Israelis react to call for 'jihad'
Jerusalem — The Islamic summit's call for "jihad" (holy war) against Israel has caused some of the Jewish state's biggest diplomatic guns to be trained on Saudi Arabia , the Muslim conference's host country.
The Israeli hope is that their verbal salvos will be able to tear away the Saudis' alleged mask of moderation.
Foreign Minister Yitzhak Shamir is leading the Israeli assault. He mounted the rostrum of the Knesset (parliament) here to sound a dire warning to the West , especially West Germany and the United States, against selling arms to the Saudis.
Mr. Shamir's astute political adviser and media aide, Naftali Lavie, was first to open fire, telling foreign correspondents that the Saudis speak with forked tongues, "repeatedly advocating 'jihad' in the Arabic press while telling American and other Western journalists that they seek peace in the Middle East."

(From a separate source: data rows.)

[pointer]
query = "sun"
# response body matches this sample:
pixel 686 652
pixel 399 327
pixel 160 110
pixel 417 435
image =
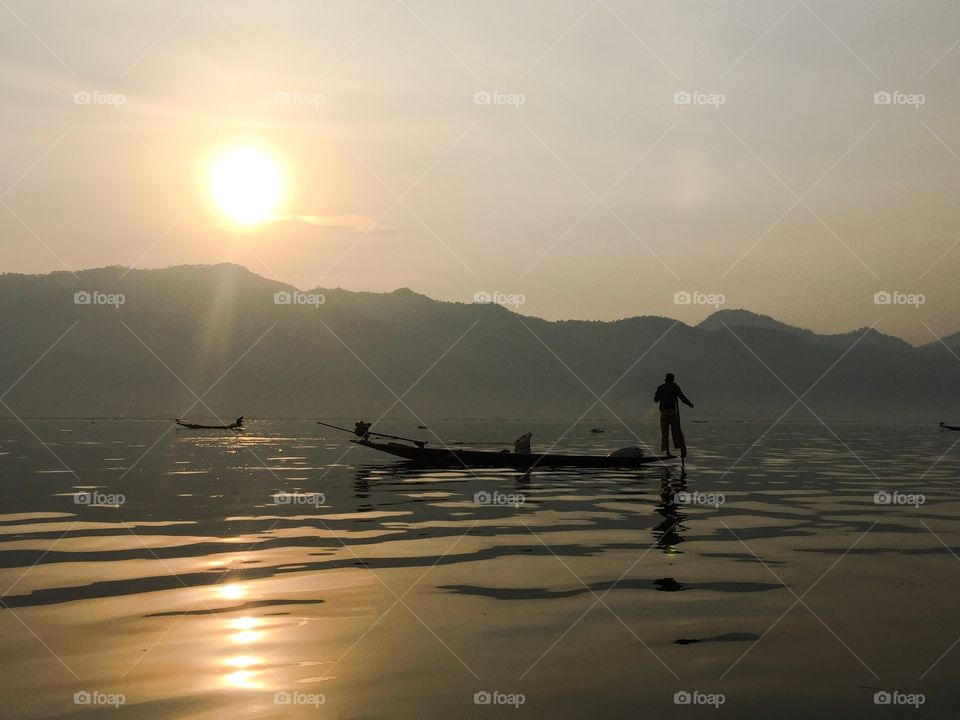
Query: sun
pixel 246 184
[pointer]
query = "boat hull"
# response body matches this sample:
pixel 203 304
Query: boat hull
pixel 459 457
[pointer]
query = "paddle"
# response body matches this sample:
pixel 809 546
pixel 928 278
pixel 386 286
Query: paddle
pixel 418 443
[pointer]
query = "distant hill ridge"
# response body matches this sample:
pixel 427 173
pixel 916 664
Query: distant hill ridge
pixel 141 338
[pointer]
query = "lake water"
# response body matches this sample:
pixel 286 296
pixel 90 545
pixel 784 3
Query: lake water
pixel 157 573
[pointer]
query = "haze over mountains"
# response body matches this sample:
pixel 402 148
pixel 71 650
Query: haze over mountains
pixel 218 332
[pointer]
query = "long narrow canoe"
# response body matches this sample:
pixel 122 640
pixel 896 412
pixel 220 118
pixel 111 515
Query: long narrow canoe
pixel 458 457
pixel 237 426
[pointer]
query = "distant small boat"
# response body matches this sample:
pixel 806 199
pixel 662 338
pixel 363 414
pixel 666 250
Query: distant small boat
pixel 457 457
pixel 236 425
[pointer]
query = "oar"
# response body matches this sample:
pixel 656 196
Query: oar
pixel 418 443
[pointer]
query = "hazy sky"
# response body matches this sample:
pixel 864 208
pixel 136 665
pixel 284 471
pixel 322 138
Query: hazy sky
pixel 584 184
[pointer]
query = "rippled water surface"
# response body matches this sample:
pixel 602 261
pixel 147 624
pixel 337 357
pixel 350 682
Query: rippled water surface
pixel 285 573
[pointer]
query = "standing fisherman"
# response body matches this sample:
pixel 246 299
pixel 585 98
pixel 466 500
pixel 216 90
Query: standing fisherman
pixel 667 395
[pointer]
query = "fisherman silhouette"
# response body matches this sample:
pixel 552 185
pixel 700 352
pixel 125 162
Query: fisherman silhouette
pixel 667 395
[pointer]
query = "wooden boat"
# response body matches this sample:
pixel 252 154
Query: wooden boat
pixel 460 457
pixel 236 425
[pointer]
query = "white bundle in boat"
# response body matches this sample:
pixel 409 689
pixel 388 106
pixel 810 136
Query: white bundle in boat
pixel 629 451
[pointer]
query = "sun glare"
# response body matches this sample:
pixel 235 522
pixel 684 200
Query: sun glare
pixel 247 186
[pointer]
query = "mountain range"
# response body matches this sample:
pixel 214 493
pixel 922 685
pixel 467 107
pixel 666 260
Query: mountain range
pixel 120 342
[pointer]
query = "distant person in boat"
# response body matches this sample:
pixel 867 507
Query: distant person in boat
pixel 667 395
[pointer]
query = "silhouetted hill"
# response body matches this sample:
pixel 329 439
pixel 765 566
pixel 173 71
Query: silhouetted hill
pixel 217 331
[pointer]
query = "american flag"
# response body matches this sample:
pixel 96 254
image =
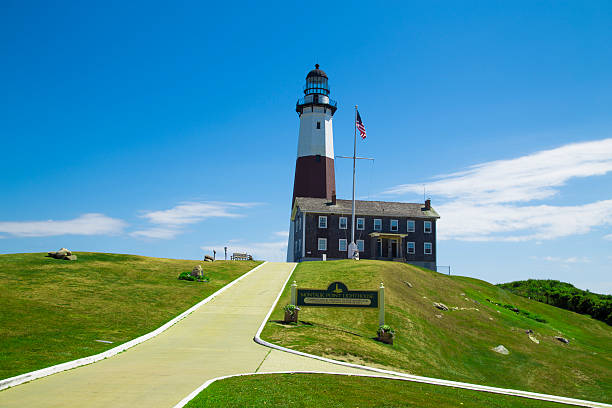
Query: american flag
pixel 360 126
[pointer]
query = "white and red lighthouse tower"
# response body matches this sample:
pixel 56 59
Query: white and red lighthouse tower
pixel 314 166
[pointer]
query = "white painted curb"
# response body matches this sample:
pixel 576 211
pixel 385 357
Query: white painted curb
pixel 33 375
pixel 426 380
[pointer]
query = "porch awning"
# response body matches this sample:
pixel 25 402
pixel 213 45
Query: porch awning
pixel 387 235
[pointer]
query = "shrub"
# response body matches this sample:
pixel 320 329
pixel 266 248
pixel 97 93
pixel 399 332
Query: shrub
pixel 187 276
pixel 291 309
pixel 385 329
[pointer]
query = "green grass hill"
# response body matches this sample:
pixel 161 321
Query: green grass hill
pixel 565 296
pixel 455 344
pixel 53 311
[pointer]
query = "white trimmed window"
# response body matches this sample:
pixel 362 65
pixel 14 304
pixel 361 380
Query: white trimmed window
pixel 322 221
pixel 322 244
pixel 394 225
pixel 360 223
pixel 360 246
pixel 411 226
pixel 343 222
pixel 377 224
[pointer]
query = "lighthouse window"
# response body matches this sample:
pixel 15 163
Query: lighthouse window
pixel 322 221
pixel 360 223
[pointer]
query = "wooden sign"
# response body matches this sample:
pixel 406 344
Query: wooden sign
pixel 337 295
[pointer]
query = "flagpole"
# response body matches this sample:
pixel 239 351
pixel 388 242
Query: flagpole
pixel 352 252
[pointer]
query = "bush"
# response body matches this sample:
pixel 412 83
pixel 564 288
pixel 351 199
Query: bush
pixel 187 276
pixel 291 309
pixel 385 329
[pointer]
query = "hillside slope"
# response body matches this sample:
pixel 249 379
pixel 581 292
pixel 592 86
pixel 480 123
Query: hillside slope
pixel 565 296
pixel 52 311
pixel 454 344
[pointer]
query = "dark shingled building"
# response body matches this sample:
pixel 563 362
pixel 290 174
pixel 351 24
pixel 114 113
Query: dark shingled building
pixel 321 225
pixel 383 230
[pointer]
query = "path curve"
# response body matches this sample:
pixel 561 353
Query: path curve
pixel 215 340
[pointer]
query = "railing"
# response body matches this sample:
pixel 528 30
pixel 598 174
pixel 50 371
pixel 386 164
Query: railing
pixel 314 99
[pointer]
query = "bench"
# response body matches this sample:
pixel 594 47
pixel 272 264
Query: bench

Saudi King Khalid and Crown Prince Fahd were singled out as outstanding examples of Mr. Lavie's point.
"Actually," he went on, "the Saudis are a disruptive, agitating force constantly inveighing against the Camp David accords and the peacemaking process."
He was particularly bitter about the Saudi stand on Jerusalem, citing Riyadh's advocacy of the city's former Jordanian sector be severed from Israel and transformed into the capital of a Palestinian state.
Mr. Lavie took the summit's communique with the utmost seriousness, noting that at the Saudis' behest and encouragement it recommended that "economic, military, and political means" be mobilized for jihad against Israel.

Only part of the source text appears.